Mara's hand trembles.

The Rose. The symbol on the sleeve of the figure who dragged Caroline and Robert away.

She opens her phone to respond, but three more messages arrive in rapid succession:

Your aunt and uncle are gone.

They won't be coming back.

Someone collected what they owed. In full.

But you, Mara Chen... your debt is just beginning.

A final photo arrives.

It's grainy. Shot from far away. But it's unmistakable: Mara, sleeping in the Honda an hour ago. Someone was watching her. Someone knows where she sleeps. Someone has been tracking her for weeks.

And now they're reaching out.

Her hands shake as more messages flood in:

You're smart. You're desperate. You're willing to do what it takes to survive.

That makes you valuable.

Stop trying to rob desperate people with a dull knife.
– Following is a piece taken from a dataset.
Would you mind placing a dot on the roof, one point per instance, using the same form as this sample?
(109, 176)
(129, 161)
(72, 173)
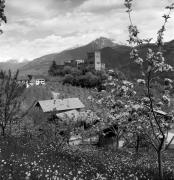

If you want real power, real money, real revenge—

Meet me. Tomorrow night. The Gold Coast. Midnight.

Come alone.

Come angry.

And maybe, Mara Chen, I'll give you what the world refuses to: a chance.

The address: 842 North Lake Shore Drive. The woman in red.

Mara stares at the phone, her heart hammering.

Someone has been watching her. Someone knows everything. Someone is offering her something impossible.

The knife in her jacket suddenly feels like a promise.

And for the first time in two weeks, Mara Chen feels something other than despair.

She feels hunted.

And that might be enough to survive.